Can you play with Linux?
As with the question of the programs, The answer is that it depends on which games. It is likely that we will not have access to the latest titles at the same time as on the most popular platforms. However, it is possible to play classic titles. The good news is that the list of native Linux games continues to grow.
Where to get a Linux distribution?
Whenever possible, it is best to download a Linux distribution from its website. This ensures that we have the most current version. Other options are computer magazines or local user groups. Software download sites should be avoided.
Some of the trusted sites from where to download Linux distributions are:
This veteran site maintains up-to-date information about the releases of the new versions of the different Linux distributions with links to official pages. It also has a complete search engine with different options to find the right one.
What you should not pay too much attention to is their ranking of distributions since it is only based on their own easily manipulated data.
Here we can find links to download Linux distributions using Bittorrent. It is another website to look out for when looking to get a distribution.
How do you install a Linux distribution?
Installing Linux on a computer requires what is called an image. This is not a graphic but a copy of the files found on the distribution server. Through a specific program, that image is recorded on the installation medium (cedé, devedé, pendrive or memory card).
It is possible to proceed with the installation without having an Internet connection since the installation medium usually has the necessary programs. But, you will not get the latest versions of the programs.

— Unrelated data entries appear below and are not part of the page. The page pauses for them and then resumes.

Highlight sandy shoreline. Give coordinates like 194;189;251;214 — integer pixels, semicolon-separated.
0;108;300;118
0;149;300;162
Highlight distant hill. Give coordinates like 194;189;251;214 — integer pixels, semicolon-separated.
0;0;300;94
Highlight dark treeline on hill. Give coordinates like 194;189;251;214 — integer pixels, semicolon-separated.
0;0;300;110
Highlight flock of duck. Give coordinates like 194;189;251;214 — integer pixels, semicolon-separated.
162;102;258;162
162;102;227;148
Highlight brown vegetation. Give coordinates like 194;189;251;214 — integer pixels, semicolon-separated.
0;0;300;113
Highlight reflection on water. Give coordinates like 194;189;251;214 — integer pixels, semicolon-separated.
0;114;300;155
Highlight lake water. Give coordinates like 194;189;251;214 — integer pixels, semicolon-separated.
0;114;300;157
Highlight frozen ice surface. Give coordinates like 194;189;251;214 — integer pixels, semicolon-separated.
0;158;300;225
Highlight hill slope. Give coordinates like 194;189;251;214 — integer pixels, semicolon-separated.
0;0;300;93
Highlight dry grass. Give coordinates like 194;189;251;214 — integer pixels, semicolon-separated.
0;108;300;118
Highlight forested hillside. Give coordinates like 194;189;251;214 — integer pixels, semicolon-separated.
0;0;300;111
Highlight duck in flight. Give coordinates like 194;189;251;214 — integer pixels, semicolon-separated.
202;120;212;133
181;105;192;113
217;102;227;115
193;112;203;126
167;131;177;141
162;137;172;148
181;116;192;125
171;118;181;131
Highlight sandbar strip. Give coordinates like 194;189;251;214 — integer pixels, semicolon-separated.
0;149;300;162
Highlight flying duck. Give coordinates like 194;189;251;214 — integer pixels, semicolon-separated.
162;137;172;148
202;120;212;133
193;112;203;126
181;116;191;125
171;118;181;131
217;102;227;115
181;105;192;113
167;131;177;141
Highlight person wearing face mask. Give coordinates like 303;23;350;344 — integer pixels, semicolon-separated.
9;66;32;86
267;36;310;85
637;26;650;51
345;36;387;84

Once the recording is complete, we need to reboot the computer and set it to boot from the installation media. As this varies depending on the motherboard, it is convenient to use the search engine to know how to do it.
Most Linux distributions have a graphical installer that almost completely automates the process.. We only have to choose the language, the keyboard layout, the username and the password. Also if the new operating system is going to be installed next to the current one or is going to replace it.

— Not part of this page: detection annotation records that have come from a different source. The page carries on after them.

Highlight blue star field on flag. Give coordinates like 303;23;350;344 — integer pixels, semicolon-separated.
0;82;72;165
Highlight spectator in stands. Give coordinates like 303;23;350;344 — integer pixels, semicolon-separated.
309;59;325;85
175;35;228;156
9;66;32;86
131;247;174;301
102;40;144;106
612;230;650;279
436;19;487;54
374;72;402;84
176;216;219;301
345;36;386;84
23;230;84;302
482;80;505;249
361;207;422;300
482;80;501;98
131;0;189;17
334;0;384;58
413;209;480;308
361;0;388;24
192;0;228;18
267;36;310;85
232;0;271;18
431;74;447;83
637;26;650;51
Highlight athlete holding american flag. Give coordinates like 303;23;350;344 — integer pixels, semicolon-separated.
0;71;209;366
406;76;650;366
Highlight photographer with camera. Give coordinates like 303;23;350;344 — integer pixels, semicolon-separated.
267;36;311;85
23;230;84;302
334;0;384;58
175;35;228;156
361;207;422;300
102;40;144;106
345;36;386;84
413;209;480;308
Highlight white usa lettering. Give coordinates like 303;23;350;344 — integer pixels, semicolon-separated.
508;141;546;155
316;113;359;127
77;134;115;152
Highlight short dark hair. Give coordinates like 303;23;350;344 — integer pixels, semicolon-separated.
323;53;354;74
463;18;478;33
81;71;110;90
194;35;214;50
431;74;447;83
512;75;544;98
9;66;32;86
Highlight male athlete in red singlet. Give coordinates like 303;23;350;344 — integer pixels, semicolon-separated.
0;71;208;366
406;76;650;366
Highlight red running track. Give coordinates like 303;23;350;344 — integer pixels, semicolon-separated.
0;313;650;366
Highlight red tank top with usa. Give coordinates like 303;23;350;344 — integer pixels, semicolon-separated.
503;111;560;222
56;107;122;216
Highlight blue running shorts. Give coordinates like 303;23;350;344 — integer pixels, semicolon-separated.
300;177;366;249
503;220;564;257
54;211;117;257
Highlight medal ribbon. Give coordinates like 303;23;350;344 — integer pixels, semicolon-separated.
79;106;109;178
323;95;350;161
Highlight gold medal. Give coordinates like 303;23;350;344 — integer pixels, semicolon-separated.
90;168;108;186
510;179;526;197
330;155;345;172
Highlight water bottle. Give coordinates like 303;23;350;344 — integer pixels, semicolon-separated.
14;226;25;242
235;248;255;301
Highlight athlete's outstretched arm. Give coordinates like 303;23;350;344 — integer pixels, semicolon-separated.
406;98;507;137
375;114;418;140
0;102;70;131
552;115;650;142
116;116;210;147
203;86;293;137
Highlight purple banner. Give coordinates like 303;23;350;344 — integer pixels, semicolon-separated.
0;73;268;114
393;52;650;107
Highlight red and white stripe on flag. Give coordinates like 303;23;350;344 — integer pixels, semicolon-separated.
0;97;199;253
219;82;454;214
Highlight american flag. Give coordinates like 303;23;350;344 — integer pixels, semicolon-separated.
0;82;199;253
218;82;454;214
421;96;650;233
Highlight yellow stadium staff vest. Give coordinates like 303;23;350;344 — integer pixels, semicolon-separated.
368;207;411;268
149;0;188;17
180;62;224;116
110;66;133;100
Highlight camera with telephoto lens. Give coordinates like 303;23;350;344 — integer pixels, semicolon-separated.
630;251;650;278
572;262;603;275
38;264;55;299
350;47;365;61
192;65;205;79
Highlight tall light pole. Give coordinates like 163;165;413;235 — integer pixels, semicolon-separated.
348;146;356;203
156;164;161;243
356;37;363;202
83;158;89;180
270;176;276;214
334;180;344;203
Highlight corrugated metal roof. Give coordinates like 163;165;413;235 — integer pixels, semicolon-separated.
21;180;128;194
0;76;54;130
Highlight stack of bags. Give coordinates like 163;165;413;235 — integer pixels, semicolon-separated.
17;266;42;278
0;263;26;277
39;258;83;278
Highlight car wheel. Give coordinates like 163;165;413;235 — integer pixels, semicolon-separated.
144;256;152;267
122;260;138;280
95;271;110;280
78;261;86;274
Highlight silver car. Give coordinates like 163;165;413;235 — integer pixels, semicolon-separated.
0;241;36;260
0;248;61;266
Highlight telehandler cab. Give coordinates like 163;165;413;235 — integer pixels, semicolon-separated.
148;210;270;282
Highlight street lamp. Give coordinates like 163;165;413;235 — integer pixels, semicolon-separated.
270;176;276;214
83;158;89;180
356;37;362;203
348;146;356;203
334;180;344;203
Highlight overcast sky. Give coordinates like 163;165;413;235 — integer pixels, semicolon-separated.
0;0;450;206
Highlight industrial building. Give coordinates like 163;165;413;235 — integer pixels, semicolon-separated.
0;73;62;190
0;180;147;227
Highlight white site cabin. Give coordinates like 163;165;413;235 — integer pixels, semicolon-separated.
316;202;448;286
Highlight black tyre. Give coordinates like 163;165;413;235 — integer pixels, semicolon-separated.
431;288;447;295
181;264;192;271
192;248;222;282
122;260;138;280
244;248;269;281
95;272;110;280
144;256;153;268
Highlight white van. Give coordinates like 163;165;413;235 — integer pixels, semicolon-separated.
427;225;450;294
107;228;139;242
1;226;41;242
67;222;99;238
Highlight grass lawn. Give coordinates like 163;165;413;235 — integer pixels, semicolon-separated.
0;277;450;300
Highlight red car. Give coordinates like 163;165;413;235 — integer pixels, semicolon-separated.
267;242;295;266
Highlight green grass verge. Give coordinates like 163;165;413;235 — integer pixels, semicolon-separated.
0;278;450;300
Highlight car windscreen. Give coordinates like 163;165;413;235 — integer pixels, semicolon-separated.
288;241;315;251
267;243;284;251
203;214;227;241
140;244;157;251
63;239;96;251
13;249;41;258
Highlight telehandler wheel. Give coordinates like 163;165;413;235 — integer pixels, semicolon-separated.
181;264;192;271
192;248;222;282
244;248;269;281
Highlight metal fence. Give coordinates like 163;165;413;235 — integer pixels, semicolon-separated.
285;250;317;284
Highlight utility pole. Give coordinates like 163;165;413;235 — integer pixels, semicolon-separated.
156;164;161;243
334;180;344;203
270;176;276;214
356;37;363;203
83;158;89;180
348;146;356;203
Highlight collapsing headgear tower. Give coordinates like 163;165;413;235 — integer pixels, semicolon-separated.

One thing to keep in mind when installing Linux alongside Windows is that Windows is always installed first. Otherwise it will not be possible to access Linux. There is a solution, but, it's a bit cumbersome.
Another important point is that before proceeding to the installation of Linux, You have to make sure that Windows does not have pending updates. Otherwise, the installer may not detect it and may not display the shared installation option.